Preterm Labour & Tocolysis

Preterm birth is the single largest direct cause of neonatal mortality worldwide and a relentless NEET PG favourite. This topic concentrates on definitions, the cervical length and fetal fibronectin tests that triage true labour, the four tocolytic classes, and the two interventions that actually change neonatal outcome — antenatal corticosteroids and magnesium sulphate for neuroprotection.

Definition & classification

Preterm labour is the onset of regular uterine contractions with progressive cervical change (effacement and/or dilatation) occurring after the age of viability but before 37 completed weeks (i.e. before 36 weeks + 6 days) of gestation.

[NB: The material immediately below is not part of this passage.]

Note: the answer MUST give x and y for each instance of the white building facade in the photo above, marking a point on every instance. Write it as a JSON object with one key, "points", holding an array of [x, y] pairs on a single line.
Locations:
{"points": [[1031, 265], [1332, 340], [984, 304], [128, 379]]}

Preterm birth is any delivery before 37 completed weeks.

Gestational-age subclassification (WHO) is heavily tested because corticosteroid and neuroprotection windows hinge on it:

Category	Gestational age	Notes
Late preterm	34 to <37 weeks	Largest group (~70–84%)
Moderate preterm	32 to <34 weeks
Very preterm	28 to <32 weeks
Extremely preterm	< 28 weeks	Highest mortality/morbidity

By clinical onset, preterm birth is divided into:

• Spontaneous (~70–80%): spontaneous preterm labour with intact membranes, or preterm premature rupture of membranes (PPROM).
• Indicated/iatrogenic (~20–30%): deliberate delivery for maternal or fetal indication (pre-eclampsia, IUGR with abnormal Dopplers, abruption).

High-yield: The threshold is 37 completed weeks. The lower limit is the locally defined limit of viability (commonly quoted as ~24 weeks, or fetal weight ~500 g / 20 weeks for "abortion vs preterm" distinction). A delivery at 36 weeks 6 days is preterm; at 37 weeks 0 days it is term.

Etiology & risk factors

Preterm labour is a syndrome, not a single disease. Four principal pathways converge on a final common pathway of myometrial activation, cervical ripening and decidual–membrane activation:

1. Activation of the maternal/fetal hypothalamic–pituitary–adrenal (HPA) axis — stress, raising CRH and cortisol.
2. Inflammation/infection — the best-understood pathway; ascending genital tract infection releases cytokines (IL-1, IL-6, IL-8, TNF-α) and prostaglandins. Subclinical intra-amniotic infection is a leading cause of early spontaneous preterm labour.
3. Decidual haemorrhage — abruption, thrombin generation.
4. Pathological uterine distension — multiple pregnancy, polyhydramnios.

Major risk factors (the most testable single factor first):

High-yield: A prior spontaneous preterm birth is the strongest single risk factor; recurrence risk rises with the number and earliness of previous preterm births.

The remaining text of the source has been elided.